Though, on balance, I think the aristocracy thing makes me ragier.
ETA: Linky: https://www.theguardian.com/news/2017/sep/07/how-the-aristocracy-preserved-their-power
danielx
Wonder how long his smirk will last when he finds out he really does have a face that cries out for a fist.
schrodingers_cat
@Nicole: Don’t worry someone will be right along to tell you how wonderful Queen Elizabeth is, she has cute dogs too.
Amir Khalid
@Dr. Ronnie James, D.O.:
I guess the Wu-Tang Clan didn’t want Shkreli to have their last word.
Hmm. Even WordPress doesn’t like Martin Shkreli. It puts the Red Squiggle of Incorrect Spelling under his name every time I type it.
Le Comte de Monte Cristo, fka Edmund Dantes
I’m picturing a jail summit where the leaders of all the gangs agree that he is to be despised, and how they will allocate his substantial bribes to everyone to avoid a daily ass kicking.
He can bring all together – white supremacy, Latino, black and Asian….
AliceBlue
@FlyingToaster:
Awww. The thought of Shkreli in Rikers made my day.
a thousand flouncing lurkers (was fidelio)
Shkreli is someone who has never in his entire life had the hammer come down on him in a manner that made enough of an impression that he would make the slightest effort to change his behavior. I suspect he’ll get crosswise of someone in prison pretty quickly, The judge seems to have decided cutting him slack was a proven bad idea at this point.
He much be a major PITA to represent, and I hope his defense team has made sure to keep him on a pay-as-you-go basis.
FlyingToaster
@AliceBlue: It’d have been more fun to keep him in Manhattan, but they’re seriously overcrowded.
Darrin Ziliak (formerly glocksman)
Waiting for the inevitable Trumpista claim that ‘his kind’ is biased against white men and that Shkreli is innocent.
Butthurt Jordan Trombone (fka XTPD)
@Amir Khalid: @Dr.
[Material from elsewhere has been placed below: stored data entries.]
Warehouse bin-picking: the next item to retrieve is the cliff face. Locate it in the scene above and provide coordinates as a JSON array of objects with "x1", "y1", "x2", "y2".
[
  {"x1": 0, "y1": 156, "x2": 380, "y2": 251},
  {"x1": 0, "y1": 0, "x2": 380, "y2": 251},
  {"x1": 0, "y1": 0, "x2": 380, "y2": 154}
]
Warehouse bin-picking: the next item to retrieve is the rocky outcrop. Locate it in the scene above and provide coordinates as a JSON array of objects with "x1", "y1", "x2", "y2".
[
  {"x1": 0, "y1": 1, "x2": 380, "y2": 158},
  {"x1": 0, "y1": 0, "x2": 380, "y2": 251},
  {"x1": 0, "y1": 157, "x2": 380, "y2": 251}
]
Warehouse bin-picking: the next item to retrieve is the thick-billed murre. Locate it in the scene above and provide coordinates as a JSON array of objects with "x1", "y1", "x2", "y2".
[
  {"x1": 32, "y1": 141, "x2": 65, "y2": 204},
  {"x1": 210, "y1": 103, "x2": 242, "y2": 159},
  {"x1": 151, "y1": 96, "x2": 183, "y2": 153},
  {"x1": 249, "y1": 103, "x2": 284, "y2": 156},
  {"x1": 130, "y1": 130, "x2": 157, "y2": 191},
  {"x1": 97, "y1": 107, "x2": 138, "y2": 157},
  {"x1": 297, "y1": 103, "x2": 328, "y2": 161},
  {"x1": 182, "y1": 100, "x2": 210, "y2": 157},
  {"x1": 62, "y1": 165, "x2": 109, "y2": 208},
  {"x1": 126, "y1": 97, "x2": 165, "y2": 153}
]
Ronnie James, D.O.: The Wu should put out a double album produced entirely by Pete Rock & DJ Muggs, and it must be subtitled Soul Brother vs. Soul Assassin.
The Moar You Know
I am profoundly grateful for Shkreli. He’s the no-apologies representative of 21st century capitalism, a guy who has no qualms about saying in public “why yes, I think all the poors should die. In fact I’ll happily help.”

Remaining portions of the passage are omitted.